Just as a play or film often has one main character and a supporting cast, so a picture should have one focal point that is, one spot that draws the eye and which carries the main theme of the painting - supported by shapes and colours of secondary interest.

Balance and unity

This is what gives balance and unity to the painting. When planning the composition of a painting, always ask yourself, "What do I want to emphasise and how should I emphasise it?

Contrasting dark and light tones

There are many ways to draw attention to the focal point which is a must. There may be something in common to generate excitement in the area. Choosing the focal point of your painting and planning ways to accentuate it are the keys to a good design.

To capture and hold the attention of your viewer, always try to design rhythmic lines that flow into the centre of interest from the edges of the picture.

If the composition presented by nature is not always ideal, you should choose your viewpoint carefully and be prepared to alter the arrangement of things in the interest of making a more balanced and coherent image.

Observe the painting I have done here.

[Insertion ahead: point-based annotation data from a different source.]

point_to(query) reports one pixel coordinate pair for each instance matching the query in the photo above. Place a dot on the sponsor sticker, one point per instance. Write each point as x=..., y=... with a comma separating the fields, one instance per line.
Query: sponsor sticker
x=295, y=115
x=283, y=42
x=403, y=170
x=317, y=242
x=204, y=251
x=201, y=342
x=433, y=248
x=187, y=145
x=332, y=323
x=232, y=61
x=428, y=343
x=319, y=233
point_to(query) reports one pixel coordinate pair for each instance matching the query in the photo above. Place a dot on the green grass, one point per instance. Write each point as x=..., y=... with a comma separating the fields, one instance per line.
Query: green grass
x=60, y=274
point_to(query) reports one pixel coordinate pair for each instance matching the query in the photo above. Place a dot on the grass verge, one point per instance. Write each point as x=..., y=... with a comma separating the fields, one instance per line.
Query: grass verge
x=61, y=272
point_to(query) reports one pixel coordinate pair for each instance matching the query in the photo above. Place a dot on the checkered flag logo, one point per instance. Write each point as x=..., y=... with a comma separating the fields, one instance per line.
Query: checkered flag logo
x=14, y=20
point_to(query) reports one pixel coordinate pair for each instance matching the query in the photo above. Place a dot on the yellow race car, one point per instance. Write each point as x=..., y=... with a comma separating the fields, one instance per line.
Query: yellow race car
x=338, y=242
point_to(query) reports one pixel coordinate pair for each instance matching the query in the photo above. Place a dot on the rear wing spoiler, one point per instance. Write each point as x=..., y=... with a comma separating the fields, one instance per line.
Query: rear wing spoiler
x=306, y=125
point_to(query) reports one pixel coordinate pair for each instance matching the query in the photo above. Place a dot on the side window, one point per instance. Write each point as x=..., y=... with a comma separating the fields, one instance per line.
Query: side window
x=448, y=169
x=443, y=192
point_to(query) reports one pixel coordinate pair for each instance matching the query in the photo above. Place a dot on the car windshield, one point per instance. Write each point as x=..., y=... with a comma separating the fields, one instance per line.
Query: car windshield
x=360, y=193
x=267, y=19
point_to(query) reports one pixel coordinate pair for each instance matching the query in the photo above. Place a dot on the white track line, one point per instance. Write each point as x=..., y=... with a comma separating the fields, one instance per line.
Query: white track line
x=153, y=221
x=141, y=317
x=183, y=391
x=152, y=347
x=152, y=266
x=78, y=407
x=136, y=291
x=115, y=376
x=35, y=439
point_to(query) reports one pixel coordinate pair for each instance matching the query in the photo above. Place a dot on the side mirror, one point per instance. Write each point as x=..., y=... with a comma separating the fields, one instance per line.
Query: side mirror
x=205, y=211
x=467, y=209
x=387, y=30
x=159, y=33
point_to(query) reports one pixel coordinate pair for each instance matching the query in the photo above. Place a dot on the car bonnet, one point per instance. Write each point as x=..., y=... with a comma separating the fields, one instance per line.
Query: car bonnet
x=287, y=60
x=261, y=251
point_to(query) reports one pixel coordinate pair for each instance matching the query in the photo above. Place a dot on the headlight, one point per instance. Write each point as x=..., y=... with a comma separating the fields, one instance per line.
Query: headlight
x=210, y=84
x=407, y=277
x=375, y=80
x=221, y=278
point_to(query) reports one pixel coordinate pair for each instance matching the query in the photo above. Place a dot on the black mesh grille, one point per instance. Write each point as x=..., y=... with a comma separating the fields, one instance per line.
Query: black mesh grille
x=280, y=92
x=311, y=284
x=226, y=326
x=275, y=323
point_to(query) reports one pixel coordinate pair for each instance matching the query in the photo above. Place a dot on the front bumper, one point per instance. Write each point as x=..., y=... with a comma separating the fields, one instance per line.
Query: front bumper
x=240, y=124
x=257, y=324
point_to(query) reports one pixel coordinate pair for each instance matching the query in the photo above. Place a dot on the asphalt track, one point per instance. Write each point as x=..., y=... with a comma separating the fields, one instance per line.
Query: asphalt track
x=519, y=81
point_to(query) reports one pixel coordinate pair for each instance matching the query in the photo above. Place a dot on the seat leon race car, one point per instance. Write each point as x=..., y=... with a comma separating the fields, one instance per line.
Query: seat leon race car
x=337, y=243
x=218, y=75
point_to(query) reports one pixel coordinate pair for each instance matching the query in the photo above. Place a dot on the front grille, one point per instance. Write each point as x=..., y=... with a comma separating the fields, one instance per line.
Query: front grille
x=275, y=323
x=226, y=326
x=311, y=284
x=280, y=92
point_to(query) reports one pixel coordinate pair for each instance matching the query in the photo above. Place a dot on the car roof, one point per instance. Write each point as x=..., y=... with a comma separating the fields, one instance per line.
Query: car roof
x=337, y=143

First the focal point, the two huts placed by the side of a terrace paddy field, thus creating a balance without boredom. Note how everything is designed to lead the eye to the focal point while heavy trees give shade to the huts from behind, and on the right terraced paddy fields give an impression of depth.

The whole picture is beautifully choreographed to guide the eye without being obstrusive. Figures can make or mar a landscape. It is always a big decision as to whether to put figures in a landscape or not.

Be sure that whatever figure you do put in is an integral part of the picture. They can be used in different ways to give life, movement and scale to a scene.

Notice the tiny figure on the left a man carrying a basket on his head and another man in silhouette climbing towards the huts. When you put figures, be sure they're in the correct scale to each other. The mountain range at the distance completes the picture as a magnificent stretch of scenery.

Deep interest

The most dynamic way to create a deep interest is by contrasting the lightest is by contrasting the lightest and darkest tones to suit the panoramic view of nature into a striking picture.

The scene here shows how to contrast the darkest and lightest tones attracting the eye. Harmonious colours and tones give clarity and strength to the image. The light tone of the road with a bend present one of the grandest imaginable example of bold mountain scenery.

Light and dark

The trees with dark shapes echo and provide a link between the blues of the sky and the greens of the landscape.

A flat plain wash gives prominence to the sky. Painting a watercolour landscape requires patience, constant practice and a high degree of planning and fore thought. Since watercolours are transparent you cannot paint a light colour over a dark as the darker colour will show through.

To start painting a watercolour you have to know in advance which areas of the picture are going to be light and which are going to be dark and to be prepared to work methodically from light to dark.

If you do not plan things carefully, you may lose control of the painting.

If you make a wrong move, you will find yourself in big trouble. It's for this reason that so many people are reluctant to take up this medium to work, only to end up frustrated and disappointed when things do not work out quite well as they had planned.

The difficulty with watercolours in a hot country such as ours is the speed of drying even in the shade. the easiest condition to work under is a bright but overcast light.

Do not be a slave to your subject, break loose from it and let your enjoyment of it come through in you painting.

We must learn not only the techniques of applying the paint to the paper, but also we must learn how to look at things with a keen eye. Constant practice is the only way to get good results.